From Admin perspective, I found user access management a little difficult. The roles of access management becomes complicated because some time the config files for that didn't came very handy. Other then that I think all in all Splunk provides fulfill all of the requirements.

Complete Security operations with Splunk

Splunk data visualization and its analytics handling chunks of data is exceptional.

Pros

Data visualization, Analytics skills with AI-powered and can handle data in TB/per day without any interruptions in services. Live dashboards, developing use-cases and their capabilities (correlation).

Cons

complex architecture and efficient skills are required, financial is also not feasible for small and medium customers. no inbuilt query builders for beginners to understand the platform.

Splunk Enterprise, not just a SIEM

We have been using Splunk Enterprise, ES, ITSI, and other Splunk parts for 6+ years in production. This has helped us reduce staff in some cases, increase response time in most cases, and allow non-IT teams to get data and metrics in a fast efficient way.

Pros

The versatility is amazing. The same data in logs, such as IIS, can be used for Security, Application performance, and even error handling. This allows us to use one log to help multiple teams. This is just one example.

Cons

Start up takes someone who has had some training. While searching and output is easy, its the onboarding of custom apps that takes the know how.

Spunk Review

Pros

It allows me to bring a lot of information into one friendly view. It's a great security audit tool.

Cons

It has limited functionality. It is a very memory intensive system. It does not integrate with Lennox.

Splunk is a great solution for SIEM and also for monitoring your infrastructure

We needed a way to monitor our internal environment and start to be more proactive with issues, so we started sending all of our logs to Splunk and we we able to get insights we did not know we needed.
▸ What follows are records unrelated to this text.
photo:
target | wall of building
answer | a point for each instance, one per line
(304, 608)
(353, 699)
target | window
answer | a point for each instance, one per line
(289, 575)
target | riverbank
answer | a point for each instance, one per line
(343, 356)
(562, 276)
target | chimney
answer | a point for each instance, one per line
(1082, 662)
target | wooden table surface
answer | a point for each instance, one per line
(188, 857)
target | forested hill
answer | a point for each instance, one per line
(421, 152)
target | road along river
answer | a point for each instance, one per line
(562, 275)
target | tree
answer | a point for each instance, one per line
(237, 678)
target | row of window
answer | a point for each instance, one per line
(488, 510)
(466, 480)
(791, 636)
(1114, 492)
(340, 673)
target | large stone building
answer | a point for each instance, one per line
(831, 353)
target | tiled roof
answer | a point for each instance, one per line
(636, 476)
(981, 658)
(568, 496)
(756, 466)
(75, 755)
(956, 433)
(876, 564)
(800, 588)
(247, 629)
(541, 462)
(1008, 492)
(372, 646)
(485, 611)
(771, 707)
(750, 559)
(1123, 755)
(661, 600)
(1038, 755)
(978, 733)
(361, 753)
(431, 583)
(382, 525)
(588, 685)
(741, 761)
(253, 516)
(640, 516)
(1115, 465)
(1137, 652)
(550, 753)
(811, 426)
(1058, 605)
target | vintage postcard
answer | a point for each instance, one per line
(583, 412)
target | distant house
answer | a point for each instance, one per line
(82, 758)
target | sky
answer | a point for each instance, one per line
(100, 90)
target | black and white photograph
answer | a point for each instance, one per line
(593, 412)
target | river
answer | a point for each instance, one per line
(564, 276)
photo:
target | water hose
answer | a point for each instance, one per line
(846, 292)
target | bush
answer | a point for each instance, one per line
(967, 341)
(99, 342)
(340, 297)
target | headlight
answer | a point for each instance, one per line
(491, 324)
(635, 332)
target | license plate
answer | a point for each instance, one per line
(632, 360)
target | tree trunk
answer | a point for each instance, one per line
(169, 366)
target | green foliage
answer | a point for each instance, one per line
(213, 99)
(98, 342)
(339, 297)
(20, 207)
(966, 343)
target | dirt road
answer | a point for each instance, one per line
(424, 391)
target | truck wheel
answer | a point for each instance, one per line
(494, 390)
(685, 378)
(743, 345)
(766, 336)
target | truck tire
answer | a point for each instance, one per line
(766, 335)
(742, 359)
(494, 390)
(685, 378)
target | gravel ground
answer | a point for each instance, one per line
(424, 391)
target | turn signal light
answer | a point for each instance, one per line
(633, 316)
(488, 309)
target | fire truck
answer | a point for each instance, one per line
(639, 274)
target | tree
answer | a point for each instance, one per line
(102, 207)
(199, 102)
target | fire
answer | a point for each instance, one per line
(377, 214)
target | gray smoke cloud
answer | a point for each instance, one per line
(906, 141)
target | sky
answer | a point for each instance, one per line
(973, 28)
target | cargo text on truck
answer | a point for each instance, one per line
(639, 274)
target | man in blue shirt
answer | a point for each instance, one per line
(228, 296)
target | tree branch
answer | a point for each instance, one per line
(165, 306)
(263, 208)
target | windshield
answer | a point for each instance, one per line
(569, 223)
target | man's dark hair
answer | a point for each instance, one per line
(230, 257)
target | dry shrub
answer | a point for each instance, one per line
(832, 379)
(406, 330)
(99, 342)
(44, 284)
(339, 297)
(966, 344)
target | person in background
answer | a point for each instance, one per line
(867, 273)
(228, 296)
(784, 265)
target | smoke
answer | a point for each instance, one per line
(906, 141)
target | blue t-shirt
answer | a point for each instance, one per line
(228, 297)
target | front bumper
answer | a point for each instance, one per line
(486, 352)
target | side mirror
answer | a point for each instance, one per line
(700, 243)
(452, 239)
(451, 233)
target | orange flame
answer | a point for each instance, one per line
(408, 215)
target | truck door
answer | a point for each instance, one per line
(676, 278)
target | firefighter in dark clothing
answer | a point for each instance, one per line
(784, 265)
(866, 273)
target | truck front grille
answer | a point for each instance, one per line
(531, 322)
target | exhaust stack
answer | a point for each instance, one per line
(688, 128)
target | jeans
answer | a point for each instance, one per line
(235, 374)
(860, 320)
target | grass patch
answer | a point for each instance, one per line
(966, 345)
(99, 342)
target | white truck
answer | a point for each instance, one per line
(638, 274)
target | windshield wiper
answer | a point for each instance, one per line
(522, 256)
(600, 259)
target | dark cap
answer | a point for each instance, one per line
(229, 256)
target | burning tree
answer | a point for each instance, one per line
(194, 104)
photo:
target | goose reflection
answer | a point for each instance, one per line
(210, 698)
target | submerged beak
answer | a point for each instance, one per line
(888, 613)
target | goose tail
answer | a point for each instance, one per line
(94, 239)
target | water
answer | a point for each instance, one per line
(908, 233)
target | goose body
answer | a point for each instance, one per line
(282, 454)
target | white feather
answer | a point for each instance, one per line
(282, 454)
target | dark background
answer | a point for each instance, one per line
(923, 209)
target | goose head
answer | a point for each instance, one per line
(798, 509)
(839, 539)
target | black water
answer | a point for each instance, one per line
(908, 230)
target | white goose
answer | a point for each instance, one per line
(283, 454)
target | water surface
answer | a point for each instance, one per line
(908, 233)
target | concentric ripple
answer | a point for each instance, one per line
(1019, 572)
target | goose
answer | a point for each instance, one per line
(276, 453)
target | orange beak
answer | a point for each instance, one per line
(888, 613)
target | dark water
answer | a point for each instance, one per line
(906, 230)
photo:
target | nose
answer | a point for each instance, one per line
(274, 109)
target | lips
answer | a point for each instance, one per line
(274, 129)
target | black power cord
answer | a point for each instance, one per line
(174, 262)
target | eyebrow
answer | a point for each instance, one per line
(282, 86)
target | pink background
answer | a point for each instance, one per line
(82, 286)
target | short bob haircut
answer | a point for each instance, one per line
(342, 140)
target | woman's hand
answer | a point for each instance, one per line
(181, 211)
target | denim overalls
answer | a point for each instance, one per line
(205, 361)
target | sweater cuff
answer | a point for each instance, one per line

It is a great solution and they are constantly innovating.

Pros

Splunk makes it easy to search through various data including logs. In the past I have had to pour through logs in order to find the one lines among the 100 of thousands of lines. Splunk allows me to search through those logs in a matter of seconds vs the hours it used to take.

Cons

Most of enterprise setup is done through the command line. It would be nice to have cluster configuration (index creation) as part of the UI.